- The Washington Times - Wednesday, August 22, 2001

NEW YORK — His eponymous half-hour program, on a six-week tryout on ABC, drew nearly 11 million viewers, making it rank 13th in households for its recent premiere. (It airs tonight at 8:30 p.m.)
"If you look at a lot of the nonsense that's on TV right now, there's only so many times that you can watch someone eat bug larvae, win a million bucks, get chased by dogs, fall off a waterfall or vote someone off the island," Mr. Brady says. "It's time for something you and your family can look at."
Best known as the guy on ABC's "Whose Line Is It Anyway?" who can make up a song about anything from sinks to tsunamis, Mr. Brady says the new format incorporates what he already is doing but "stepped up a notch."
"The Wayne Brady Show," heralded for attempting to revive a genre that had its heyday decades ago, displays Mr. Brady's many talents.
The 29-year-old sketch comedian with a razor-sharp mind for improvisation is a dead-on impersonator and a talented singer who could make Michael Jackson take notice, especially when he's satirizing the moonwalking pop star.
His antics include a sketch of his West Indian grandmother and of James Brown, portrayed in the pilot as an emergency medical services technician responding to a 911 call.
Although this generation hasn't seen much of the variety-show format as it was in the days of Flip Wilson and Carol Burnett — complete with a host, a supporting troupe, a band, guest appearances and song-and-dance routines —Mr. Brady says the show can succeed.
"If the people enjoy it, then it will be on," says the Emmy nominee. (He's in the running at the Sept. 16 awards show with Steve Martin, Barbra Streisand, David Letterman, Ellen DeGeneres and Will Ferrell for best individual performance in a variety or music program for his work on "Whose Line.")
His influences include other versatile performers: Sammy Davis Jr., Billy Crystal and Robin Williams.
"I think a lot of the people I've gravitated toward are the people that can do more than one thing," he says.
Comparisons to Mr. Wilson, the first successful black host of a TV variety show, elicit a positive response, but Mr. Brady is quick to point out that "we are two completely, utterly different people."
Racial identity, for instance, seems less of an issue for Mr. Brady, even at a time when the National Association for the Advancement of Colored People is threatening a boycott over what it sees as a lack of diversity in network programming.
"I'm the only person doing a variety show like that; that's why it sticks out," Mr. Brady says. "I don't think color is relevant."
One similarity between the comedians, though, is the belief that you can be positive and still be funny, Mr. Brady says. It's a Wilson trademark he takes on as his own.

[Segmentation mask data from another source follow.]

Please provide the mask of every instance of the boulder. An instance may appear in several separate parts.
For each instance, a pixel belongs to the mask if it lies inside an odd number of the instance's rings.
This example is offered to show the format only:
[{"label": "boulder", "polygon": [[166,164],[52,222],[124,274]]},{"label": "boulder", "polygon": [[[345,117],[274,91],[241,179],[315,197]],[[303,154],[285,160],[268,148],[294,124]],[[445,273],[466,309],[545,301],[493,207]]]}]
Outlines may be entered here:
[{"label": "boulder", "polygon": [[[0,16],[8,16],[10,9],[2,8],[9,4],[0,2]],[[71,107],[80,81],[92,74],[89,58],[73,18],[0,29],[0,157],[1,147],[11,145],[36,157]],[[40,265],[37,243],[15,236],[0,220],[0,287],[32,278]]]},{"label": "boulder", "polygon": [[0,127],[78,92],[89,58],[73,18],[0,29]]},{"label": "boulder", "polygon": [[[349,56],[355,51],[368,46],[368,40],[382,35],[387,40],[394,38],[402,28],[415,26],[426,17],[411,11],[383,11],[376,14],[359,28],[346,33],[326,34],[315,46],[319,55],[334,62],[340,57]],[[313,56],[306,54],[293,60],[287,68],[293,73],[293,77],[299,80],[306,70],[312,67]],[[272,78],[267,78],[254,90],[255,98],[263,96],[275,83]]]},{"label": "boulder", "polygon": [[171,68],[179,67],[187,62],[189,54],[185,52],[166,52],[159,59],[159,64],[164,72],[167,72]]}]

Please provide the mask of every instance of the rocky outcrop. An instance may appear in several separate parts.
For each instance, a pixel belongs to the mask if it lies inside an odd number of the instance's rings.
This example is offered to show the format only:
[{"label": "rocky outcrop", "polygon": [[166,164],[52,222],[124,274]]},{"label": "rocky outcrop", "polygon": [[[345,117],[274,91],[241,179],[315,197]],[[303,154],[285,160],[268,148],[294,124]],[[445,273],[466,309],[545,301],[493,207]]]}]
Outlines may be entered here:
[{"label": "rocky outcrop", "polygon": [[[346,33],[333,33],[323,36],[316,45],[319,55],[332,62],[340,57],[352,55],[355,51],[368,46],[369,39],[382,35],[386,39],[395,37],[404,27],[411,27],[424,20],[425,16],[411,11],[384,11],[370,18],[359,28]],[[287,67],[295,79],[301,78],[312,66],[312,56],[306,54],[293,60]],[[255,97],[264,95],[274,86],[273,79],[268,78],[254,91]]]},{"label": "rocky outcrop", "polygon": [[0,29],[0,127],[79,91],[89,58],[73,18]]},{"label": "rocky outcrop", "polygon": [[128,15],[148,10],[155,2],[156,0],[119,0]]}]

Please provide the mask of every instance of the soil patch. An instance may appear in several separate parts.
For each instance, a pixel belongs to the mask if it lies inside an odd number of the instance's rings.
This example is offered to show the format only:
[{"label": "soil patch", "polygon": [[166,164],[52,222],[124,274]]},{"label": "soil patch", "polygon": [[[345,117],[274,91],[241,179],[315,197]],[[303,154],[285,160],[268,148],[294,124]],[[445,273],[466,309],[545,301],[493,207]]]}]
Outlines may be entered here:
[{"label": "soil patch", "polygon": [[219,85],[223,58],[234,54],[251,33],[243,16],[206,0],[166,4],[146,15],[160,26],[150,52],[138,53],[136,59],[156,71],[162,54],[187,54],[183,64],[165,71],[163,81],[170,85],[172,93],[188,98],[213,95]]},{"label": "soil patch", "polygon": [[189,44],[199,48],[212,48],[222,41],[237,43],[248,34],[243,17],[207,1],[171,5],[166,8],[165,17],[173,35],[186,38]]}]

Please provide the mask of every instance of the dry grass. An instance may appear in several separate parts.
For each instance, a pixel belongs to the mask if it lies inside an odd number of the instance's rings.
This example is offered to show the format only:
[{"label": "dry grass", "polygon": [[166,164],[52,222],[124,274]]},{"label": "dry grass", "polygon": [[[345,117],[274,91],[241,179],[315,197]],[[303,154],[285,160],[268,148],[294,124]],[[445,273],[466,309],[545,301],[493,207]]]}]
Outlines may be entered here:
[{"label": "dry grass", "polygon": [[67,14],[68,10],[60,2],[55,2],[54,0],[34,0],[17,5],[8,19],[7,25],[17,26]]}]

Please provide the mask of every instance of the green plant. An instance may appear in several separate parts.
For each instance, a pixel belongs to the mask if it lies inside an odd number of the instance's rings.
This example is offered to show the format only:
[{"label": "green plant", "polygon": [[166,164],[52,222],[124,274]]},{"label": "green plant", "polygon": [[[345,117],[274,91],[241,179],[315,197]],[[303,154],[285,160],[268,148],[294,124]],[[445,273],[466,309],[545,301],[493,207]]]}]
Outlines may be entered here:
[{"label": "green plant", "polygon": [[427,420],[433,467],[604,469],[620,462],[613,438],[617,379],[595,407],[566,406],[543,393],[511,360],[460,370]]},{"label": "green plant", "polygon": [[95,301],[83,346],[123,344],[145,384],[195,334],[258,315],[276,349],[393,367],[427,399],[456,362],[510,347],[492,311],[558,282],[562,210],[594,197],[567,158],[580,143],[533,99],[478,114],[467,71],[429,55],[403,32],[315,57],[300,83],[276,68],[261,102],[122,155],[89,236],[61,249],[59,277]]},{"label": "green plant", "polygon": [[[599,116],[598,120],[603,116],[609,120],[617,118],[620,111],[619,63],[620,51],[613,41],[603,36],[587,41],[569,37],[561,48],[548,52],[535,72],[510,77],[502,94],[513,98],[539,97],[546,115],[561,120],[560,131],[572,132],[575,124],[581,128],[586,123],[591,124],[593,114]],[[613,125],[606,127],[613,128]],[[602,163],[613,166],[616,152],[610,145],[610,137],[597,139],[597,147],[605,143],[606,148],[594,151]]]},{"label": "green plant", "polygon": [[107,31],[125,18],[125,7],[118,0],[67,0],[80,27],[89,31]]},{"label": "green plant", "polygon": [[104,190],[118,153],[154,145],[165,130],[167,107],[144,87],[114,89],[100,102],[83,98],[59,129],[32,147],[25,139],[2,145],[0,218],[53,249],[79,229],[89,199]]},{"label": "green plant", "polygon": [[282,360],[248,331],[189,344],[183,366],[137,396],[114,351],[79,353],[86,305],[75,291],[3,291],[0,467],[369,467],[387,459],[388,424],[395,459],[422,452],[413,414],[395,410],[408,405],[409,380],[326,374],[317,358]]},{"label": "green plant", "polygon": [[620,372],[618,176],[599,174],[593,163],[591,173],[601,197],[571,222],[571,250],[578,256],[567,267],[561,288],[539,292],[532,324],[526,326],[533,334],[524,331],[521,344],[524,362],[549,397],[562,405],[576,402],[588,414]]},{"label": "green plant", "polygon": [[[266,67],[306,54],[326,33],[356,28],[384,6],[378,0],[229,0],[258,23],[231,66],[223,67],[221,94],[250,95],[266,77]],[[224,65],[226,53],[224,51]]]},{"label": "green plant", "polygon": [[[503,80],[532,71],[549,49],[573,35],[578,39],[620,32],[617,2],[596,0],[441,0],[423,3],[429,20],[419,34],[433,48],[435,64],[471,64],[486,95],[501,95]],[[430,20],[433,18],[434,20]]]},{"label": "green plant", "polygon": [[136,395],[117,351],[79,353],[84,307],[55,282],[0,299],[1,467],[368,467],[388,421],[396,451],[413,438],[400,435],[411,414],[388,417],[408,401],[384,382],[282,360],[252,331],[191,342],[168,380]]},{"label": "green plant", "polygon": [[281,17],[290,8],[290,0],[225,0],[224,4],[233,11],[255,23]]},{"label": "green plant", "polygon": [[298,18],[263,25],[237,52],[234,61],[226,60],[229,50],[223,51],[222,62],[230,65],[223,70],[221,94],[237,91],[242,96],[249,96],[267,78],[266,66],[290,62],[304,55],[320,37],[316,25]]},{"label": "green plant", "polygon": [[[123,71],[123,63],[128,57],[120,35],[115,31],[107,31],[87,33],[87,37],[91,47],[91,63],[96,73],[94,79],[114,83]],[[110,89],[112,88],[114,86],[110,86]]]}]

Mr. Brady, a native of Orlando, Fla., must wait until Sept. 7 to find out whether his show will be renewed.
He continues to tour the country doing improvisation and also is co-producing a play titled "The Only Game in Town" with his wife, Mandie. It opens in November.
Admittedly, he has come a long way from the days when macaroni and cheese dinners were staples in the L.A. apartment he and Mandie shared when they arrived in 1996.
Now the actor boasts that he even can afford to add sausage and hamburger to his macaroni.
"I'm just ecstatic that people embraced [the show] as they have," Mr. Brady says. "It's such an incredible feeling to know that people like your work."